In the EFET’s opinion the text of the ACER’ guidance “seems to indicate that opportunity costs should be considered alongside short-run marginal costs when assessing an asset owner’s or operator’s marginal costs. This should be stated more explicitly and should not be limited to “energy-limited generation assets” or “capacity-limited generation assets" but should be open to any generation asset.

 

Moreover, the ACER’s reference to the specificities of different timeframes and types of market places should, according to the EFET, be also expanded to include both an energy-only market and a combination of a capacity and energy market, as the ACER’s guidance should apply consistently to both of these types of market mechanisms.

 

EFET in the above document of 31 January 2020 refers to and supports the following principles laid out by the German regulators BKartA and BNetzA in their joint guideline concerning price spikes and their appropriateness (Leitfaden für die kartellrechtliche und energiegroßhandelsrechtliche Missbrauchsaufsicht im Bereich Stromerzeugung/-großhandel – Preisspitzen und ihre Zulässigkeit, Bundeskartellamt, Bundesnetzagentur):

 

1. price spikes based on free, competitive price formation (the interplay of supply and demand) are permissible;

 

2. there exists no general obligation under REMIT to offer power plants at certain prices to certain market segments, hence:

 

- optimising a portfolio of assets across timeframes should be seen as a legitimate commercial strategy,

 

- not bidding in the forward or day-ahead markets in expectation of higher returns in the intraday or balancing markets cannot be seen automatically as capacity withholding,

 

- speculation about higher prices in day-ahead and/ or intra-day markets does not constitute market manipulation.

 

Panagiotis Tsangaris in the publication “Capacity Withdrawals in the Electricity Wholesale Market, Between Competition Law and Regulation” (p. 18 - 21) analyses reasons where base load power plants should be allowed to price at a higher level than their marginal costs so as to get some contribution to their fixed costs:

„In the case of economic withdrawal, the starting point is the marginal cost pricing. As was discussed above, the wholesale price of electricity should be equal to the short-run marginal cost of the power plant which produces the last unit of electricity required to meet demand. One could expect that any pricing above the short-run marginal cost of the marginal power plant could, in principle, be considered excessive. This, however, is not the case, since there may be legitimate reasons for generators to offer electricity from their plants also at price levels other than short-run marginal cost.
To begin with, there is a ‘specific situation’ with regard to the peak power plants which are located on the far right of the merit order curve.

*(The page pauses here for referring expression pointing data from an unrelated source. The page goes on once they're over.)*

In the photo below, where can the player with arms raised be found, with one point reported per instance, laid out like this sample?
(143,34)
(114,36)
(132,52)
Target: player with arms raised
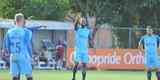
(149,44)
(18,44)
(83,35)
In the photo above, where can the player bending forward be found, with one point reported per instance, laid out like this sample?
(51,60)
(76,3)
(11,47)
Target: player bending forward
(82,37)
(149,44)
(18,44)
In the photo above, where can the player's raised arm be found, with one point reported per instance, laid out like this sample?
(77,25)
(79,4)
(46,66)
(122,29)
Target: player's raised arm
(140,44)
(93,32)
(76,21)
(6,43)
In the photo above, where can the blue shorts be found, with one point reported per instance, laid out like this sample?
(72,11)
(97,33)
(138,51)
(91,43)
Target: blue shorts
(20,66)
(81,57)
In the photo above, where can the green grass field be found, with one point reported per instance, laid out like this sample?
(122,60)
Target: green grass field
(92,75)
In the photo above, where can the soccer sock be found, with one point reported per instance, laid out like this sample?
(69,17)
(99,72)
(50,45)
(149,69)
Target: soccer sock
(15,78)
(29,78)
(83,75)
(84,72)
(158,75)
(74,71)
(149,74)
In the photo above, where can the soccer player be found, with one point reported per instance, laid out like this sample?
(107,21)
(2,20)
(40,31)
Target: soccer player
(82,37)
(149,44)
(18,44)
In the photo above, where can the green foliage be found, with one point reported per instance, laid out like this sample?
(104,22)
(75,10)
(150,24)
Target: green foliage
(38,9)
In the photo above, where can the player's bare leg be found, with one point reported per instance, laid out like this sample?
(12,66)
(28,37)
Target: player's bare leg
(15,78)
(75,70)
(84,66)
(149,74)
(158,74)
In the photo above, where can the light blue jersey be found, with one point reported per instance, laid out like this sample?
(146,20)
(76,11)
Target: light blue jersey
(150,44)
(81,44)
(18,44)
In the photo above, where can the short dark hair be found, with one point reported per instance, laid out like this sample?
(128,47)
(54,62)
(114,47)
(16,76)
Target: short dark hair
(19,16)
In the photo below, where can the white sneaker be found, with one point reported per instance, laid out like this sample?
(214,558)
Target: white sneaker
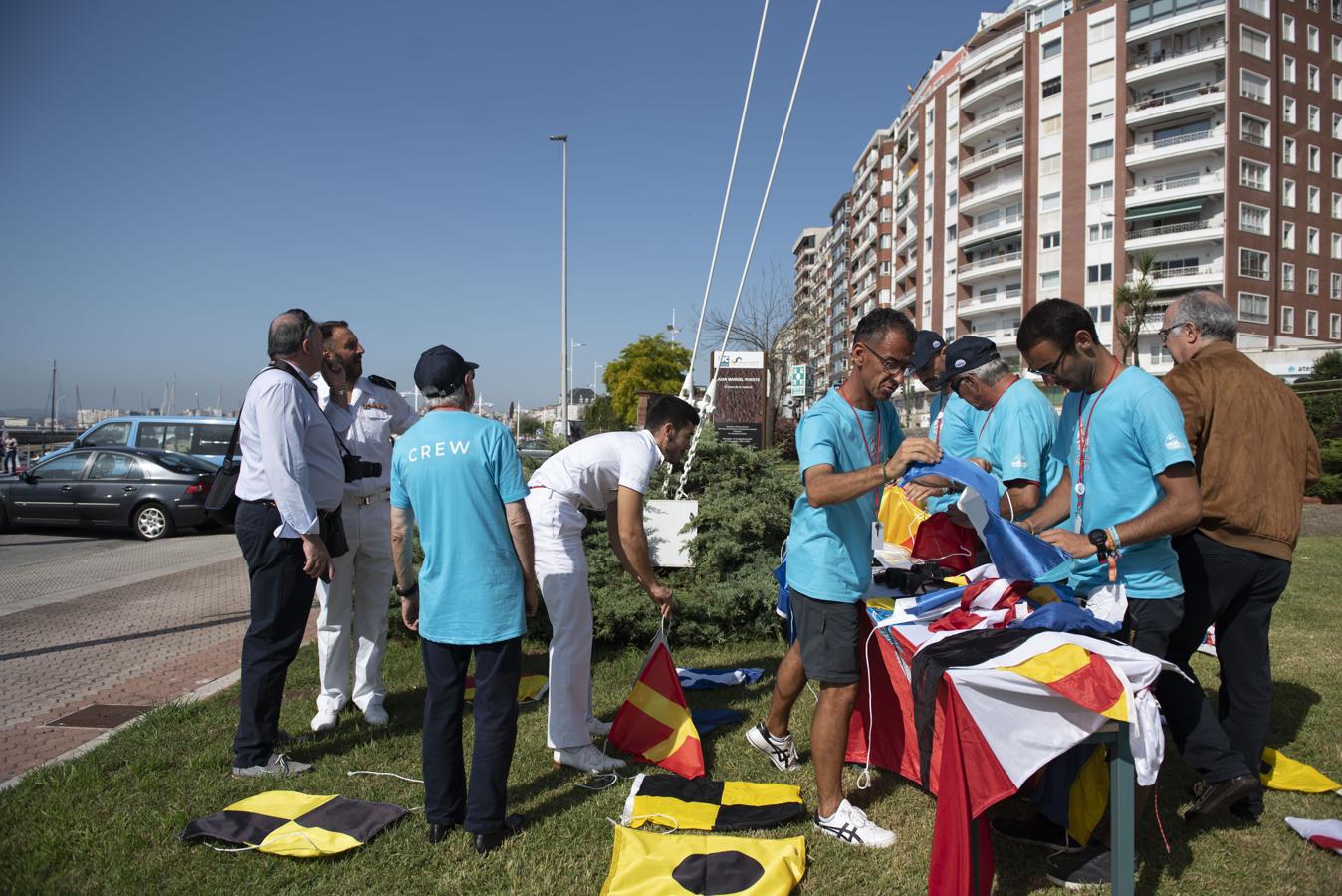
(852,826)
(782,752)
(586,758)
(324,721)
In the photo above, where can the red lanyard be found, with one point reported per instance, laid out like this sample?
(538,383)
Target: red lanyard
(1083,443)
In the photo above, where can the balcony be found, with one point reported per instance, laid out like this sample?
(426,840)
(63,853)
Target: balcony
(1175,188)
(1002,263)
(986,193)
(1010,150)
(1169,104)
(991,304)
(1167,61)
(1000,227)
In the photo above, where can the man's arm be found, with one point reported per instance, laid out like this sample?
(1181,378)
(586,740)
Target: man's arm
(520,528)
(403,559)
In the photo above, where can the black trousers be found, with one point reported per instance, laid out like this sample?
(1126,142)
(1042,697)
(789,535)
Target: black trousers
(281,598)
(1234,590)
(498,668)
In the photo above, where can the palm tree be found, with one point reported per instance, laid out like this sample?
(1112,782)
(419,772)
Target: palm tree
(1136,298)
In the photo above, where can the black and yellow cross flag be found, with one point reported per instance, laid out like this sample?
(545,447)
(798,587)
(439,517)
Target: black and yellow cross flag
(296,823)
(674,865)
(701,803)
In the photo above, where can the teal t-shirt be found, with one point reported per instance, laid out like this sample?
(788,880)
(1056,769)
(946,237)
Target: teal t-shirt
(456,471)
(829,548)
(1136,432)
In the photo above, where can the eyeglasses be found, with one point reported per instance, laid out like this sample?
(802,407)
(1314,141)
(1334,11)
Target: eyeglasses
(1051,369)
(891,365)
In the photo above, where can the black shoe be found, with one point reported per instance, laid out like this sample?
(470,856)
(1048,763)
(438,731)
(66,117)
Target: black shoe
(1084,868)
(1036,832)
(1222,794)
(489,842)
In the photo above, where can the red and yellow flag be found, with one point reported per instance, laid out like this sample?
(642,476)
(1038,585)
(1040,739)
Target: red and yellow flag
(654,722)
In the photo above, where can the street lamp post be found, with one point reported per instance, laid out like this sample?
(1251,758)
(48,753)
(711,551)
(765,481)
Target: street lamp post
(563,292)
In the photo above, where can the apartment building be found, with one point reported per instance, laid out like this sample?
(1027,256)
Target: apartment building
(1064,143)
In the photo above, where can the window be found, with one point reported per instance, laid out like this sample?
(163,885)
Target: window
(1253,263)
(1253,42)
(1253,308)
(1255,86)
(1099,273)
(1102,150)
(1253,173)
(1253,219)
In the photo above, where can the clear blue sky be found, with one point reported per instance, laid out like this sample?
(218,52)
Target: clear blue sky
(174,173)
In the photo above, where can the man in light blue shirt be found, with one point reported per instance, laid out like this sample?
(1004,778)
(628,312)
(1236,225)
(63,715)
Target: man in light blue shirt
(851,447)
(461,478)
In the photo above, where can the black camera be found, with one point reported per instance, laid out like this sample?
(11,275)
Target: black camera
(358,468)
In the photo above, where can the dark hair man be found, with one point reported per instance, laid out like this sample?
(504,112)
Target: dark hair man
(292,481)
(1126,487)
(604,472)
(851,447)
(461,478)
(351,616)
(1255,454)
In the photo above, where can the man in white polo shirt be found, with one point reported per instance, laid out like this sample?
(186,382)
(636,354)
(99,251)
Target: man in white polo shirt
(605,472)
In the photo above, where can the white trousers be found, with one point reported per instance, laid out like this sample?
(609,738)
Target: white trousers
(562,575)
(353,610)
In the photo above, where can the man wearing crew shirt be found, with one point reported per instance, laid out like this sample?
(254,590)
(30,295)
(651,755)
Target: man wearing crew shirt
(1017,428)
(292,478)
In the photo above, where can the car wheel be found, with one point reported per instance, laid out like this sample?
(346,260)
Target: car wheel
(151,522)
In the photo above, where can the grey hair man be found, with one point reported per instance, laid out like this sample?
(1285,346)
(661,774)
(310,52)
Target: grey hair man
(1255,454)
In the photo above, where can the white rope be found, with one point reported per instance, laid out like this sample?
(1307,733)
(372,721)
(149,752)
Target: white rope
(710,393)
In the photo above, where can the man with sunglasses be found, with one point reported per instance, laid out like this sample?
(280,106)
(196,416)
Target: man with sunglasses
(1237,560)
(851,445)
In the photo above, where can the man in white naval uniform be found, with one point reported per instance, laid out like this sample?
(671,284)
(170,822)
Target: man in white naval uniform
(353,605)
(605,472)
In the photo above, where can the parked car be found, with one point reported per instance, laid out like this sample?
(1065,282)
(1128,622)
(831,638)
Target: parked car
(153,493)
(204,437)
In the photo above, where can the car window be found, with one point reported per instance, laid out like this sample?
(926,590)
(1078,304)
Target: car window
(109,435)
(62,467)
(111,466)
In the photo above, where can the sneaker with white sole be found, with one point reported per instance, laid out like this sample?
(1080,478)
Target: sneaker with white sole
(851,825)
(782,752)
(586,758)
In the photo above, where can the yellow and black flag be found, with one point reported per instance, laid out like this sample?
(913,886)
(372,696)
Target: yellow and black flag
(296,823)
(659,865)
(701,803)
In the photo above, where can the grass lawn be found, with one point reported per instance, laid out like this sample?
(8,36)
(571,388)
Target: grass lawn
(109,821)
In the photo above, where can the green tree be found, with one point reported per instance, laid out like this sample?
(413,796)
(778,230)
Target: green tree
(652,363)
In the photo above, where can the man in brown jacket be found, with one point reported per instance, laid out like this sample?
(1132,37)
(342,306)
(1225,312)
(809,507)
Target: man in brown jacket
(1255,454)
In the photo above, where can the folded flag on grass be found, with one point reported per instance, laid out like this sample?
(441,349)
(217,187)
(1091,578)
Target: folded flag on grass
(710,805)
(706,679)
(654,722)
(656,865)
(1325,834)
(296,823)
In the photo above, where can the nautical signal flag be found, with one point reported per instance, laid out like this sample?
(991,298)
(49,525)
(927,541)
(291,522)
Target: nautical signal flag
(296,823)
(656,865)
(654,722)
(710,805)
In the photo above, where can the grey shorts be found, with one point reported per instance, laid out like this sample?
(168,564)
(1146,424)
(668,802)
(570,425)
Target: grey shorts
(827,632)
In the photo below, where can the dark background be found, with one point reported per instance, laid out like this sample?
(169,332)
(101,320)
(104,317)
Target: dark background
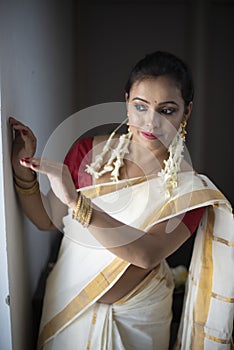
(58,57)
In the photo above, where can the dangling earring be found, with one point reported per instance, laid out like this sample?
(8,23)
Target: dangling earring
(169,174)
(116,158)
(183,129)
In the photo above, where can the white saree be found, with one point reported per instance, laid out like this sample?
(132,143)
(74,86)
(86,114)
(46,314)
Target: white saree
(73,319)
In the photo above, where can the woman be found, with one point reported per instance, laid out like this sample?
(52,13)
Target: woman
(120,297)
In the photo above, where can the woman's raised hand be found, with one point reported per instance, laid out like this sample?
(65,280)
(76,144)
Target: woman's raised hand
(24,142)
(59,176)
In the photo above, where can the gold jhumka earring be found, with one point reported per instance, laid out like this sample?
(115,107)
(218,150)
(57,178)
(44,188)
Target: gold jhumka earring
(169,173)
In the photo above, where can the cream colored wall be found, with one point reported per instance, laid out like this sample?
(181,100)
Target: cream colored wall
(36,87)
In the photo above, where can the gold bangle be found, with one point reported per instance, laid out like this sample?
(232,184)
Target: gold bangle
(28,191)
(83,210)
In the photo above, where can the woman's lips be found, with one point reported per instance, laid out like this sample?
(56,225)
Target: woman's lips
(148,135)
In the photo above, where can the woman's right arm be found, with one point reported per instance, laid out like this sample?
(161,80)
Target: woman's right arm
(36,206)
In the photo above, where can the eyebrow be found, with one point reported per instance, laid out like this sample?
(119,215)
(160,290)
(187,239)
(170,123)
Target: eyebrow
(161,103)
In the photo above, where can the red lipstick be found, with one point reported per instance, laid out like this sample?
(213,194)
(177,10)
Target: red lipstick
(148,135)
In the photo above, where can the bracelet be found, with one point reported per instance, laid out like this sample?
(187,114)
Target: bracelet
(83,210)
(27,191)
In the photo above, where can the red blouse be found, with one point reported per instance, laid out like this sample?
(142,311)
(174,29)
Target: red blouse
(81,151)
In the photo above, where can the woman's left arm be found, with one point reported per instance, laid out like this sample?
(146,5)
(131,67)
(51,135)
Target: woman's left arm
(143,249)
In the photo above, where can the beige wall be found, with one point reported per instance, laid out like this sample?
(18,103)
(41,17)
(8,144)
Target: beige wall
(36,87)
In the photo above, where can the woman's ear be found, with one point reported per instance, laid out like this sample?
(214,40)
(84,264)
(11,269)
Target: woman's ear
(188,110)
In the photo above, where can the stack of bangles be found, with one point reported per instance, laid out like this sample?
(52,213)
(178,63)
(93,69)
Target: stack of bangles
(83,210)
(26,187)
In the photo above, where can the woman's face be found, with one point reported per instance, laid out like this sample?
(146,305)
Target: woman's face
(156,109)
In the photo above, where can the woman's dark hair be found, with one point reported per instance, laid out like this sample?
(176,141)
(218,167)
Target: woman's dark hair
(163,63)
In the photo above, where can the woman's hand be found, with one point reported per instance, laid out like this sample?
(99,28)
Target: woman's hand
(24,142)
(59,176)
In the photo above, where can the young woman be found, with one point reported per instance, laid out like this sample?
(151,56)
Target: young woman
(111,287)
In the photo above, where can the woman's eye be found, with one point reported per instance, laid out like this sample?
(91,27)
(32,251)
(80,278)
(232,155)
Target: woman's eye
(140,108)
(167,111)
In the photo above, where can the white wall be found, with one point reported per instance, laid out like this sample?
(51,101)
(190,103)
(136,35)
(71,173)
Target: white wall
(36,87)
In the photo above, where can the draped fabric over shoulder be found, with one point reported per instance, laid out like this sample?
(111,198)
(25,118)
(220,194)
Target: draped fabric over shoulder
(72,318)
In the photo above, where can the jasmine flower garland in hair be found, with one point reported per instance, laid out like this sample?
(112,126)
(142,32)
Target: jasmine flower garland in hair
(169,174)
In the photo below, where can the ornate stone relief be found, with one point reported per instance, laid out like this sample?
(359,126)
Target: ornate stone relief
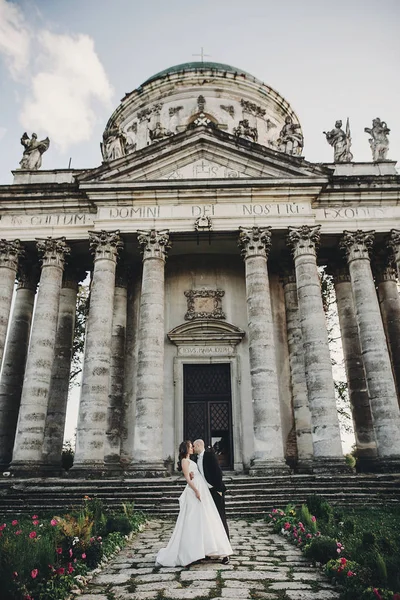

The peak load plants, as has been described above, have lower fixed costs but higher variable costs than the base load plants. Therefore, the latter, which have higher fixed costs but lower variable costs than the former, rely on the price set by the former to amortise their fixed costs. The peak plants located on the far right of the merit order curve, however, do not get contributions to their fixed costs since there are no more expensive power plants to set a market price which will be higher than their marginal costs.

In addition, these plants operate only during a limited number of hours during which they are able to amortise their fixed costs. Therefore, they should not be expected to offer electricity at a price strictly based on their marginal costs but should be allowed to price at a higher level than their marginal costs so as to get some contribution to their fixed costs”.


Given the complexity of the case further regulatory guidance inevitably is necessary.